ポイントバックの時期は2027年1月中旬を予定しています。
キャンペーン期間中にJPYCへの交換を行えば、実質的な交換レートが改善されることになります。ダイナースクラブカードの場合、通常は2,500ポイント→1,000 JPYCですが、
500ポイント還元を考慮すると実質2,000ポイントで1,000 JPYC(1ポイントあたり0.5円相当)になる計算です。

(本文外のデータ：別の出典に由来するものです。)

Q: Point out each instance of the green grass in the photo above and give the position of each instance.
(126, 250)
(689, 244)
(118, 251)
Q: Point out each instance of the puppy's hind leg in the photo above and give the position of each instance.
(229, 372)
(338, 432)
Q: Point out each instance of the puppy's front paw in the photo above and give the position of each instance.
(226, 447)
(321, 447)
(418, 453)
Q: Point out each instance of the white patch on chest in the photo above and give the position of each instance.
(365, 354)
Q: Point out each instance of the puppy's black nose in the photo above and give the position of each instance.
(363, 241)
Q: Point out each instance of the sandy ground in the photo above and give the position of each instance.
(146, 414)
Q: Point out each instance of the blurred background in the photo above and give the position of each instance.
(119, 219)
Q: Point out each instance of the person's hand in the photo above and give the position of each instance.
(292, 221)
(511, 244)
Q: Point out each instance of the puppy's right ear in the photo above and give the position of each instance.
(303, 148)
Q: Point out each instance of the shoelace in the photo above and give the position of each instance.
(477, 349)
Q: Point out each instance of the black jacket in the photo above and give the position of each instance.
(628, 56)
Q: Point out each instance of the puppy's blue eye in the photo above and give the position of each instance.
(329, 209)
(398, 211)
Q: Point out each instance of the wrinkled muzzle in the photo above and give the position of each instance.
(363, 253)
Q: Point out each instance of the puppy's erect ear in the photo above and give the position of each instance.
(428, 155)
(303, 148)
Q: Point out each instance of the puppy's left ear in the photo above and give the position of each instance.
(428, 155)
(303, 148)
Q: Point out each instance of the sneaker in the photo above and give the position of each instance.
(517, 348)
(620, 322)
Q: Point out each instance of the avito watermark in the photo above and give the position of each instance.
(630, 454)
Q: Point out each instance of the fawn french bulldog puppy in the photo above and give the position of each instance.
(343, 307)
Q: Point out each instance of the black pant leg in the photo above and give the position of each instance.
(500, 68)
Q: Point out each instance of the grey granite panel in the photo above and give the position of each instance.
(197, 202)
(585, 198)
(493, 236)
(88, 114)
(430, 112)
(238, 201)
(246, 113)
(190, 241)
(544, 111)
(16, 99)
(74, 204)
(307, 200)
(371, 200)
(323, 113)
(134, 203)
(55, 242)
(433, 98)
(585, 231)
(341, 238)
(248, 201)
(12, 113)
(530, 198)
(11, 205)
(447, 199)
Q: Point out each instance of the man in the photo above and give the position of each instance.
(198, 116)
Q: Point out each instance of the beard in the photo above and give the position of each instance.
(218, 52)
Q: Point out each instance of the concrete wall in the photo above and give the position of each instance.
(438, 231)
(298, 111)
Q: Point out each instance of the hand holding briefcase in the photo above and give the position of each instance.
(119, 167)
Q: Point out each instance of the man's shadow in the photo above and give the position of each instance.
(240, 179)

TRUST CLUBカードの場合も、実質3,500ポイント→1,000 JPYC(1ポイントあたり約0.29円相当)と、通常時より有利なレートで交換できます。
「ポイ活」は今後どう変わる?
従来のクレジットカードポイントの使い道は、商品交換、航空マイルへの移行、他社ポイントへの移行、請求額への充当などが主流でした。今回の「ステーブルコインへの交換」という選択肢は、ポイ活の概念を大きく広げる可能性を持っています。
ステーブルコインに交換することで、ポイントは「使い先が限定されたもの」から「ブロックチェーン上で自由に移動・運用できるデジタル資産」へと性質が変わります。個人間送金、Web3サービスでの決済、DeFi(分散型金融)での運用など、従来のポイント交換先では実現できなかった使い方が可能になります。
ただし、注意点もあります。ノンカストディアルウォレットでは、ユーザー自身が秘密鍵を管理する必要があるため、鍵の紛失は資産の喪失に直結します。
また、ステーブルコインは価格が安定しているとはいえ、法定通貨そのものではありません。Web3に馴染みのない方は、まずHashPort Walletの基本操作を理解したうえで、少額から試してみることをおすすめします。
なお、本サービスはポイント交換額の精算を行わない等の対応がなされており、暗号資産交換業および電子決済手段等取引業には該当しないと説明されています。
サービス概要まとめ
| 項目 | 内容 |
|---|---|
| サービス開始日 | 2026年6月1日(月) |
| 対象カード | ダイナースクラブカード、TRUST CLUBカード |
| 交換先 | 日本円ステーブルコイン「JPYC」 |
| 交換レート(ダイナース) | 2,500ポイント → 1,000 JPYC |
| 交換レート(TRUST CLUB) | 4,000ポイント → 1,000 JPYC |
| 受取先 | HashPort Wallet(ノンカストディアルウォレット) |
| キャンペーン期間 | 2026年6月1日〜11月30日 |
| キャンペーン特典 | 1,000 JPYC交換ごとに500ポイント還元 |
| ポイントバック時期 | 2027年1月中旬予定 |
まとめ
クレジットカードのポイントをステーブルコインに交換できる日本初のサービスは、既存の決済インフラとブロックチェーン経済を橋渡しする画期的な取り組みです。
ダイナースクラブの「有効期限なし」のポイントが、ブロックチェーン上で自由に活用できるデジタル資産へと変換される仕組みは、Web3に興味はあるが入口がわからなかったという方にとって、実用的な第一歩となるでしょう。
サービス開始から11月30日までの期間はポイントバックキャンペーンも実施されるため、JPYCへの交換を検討している方は、この期間中に試してみるのがお得です。今後、他のクレジットカード会社やポイントプログラムにも同様の動きが広がるのか、注目されます。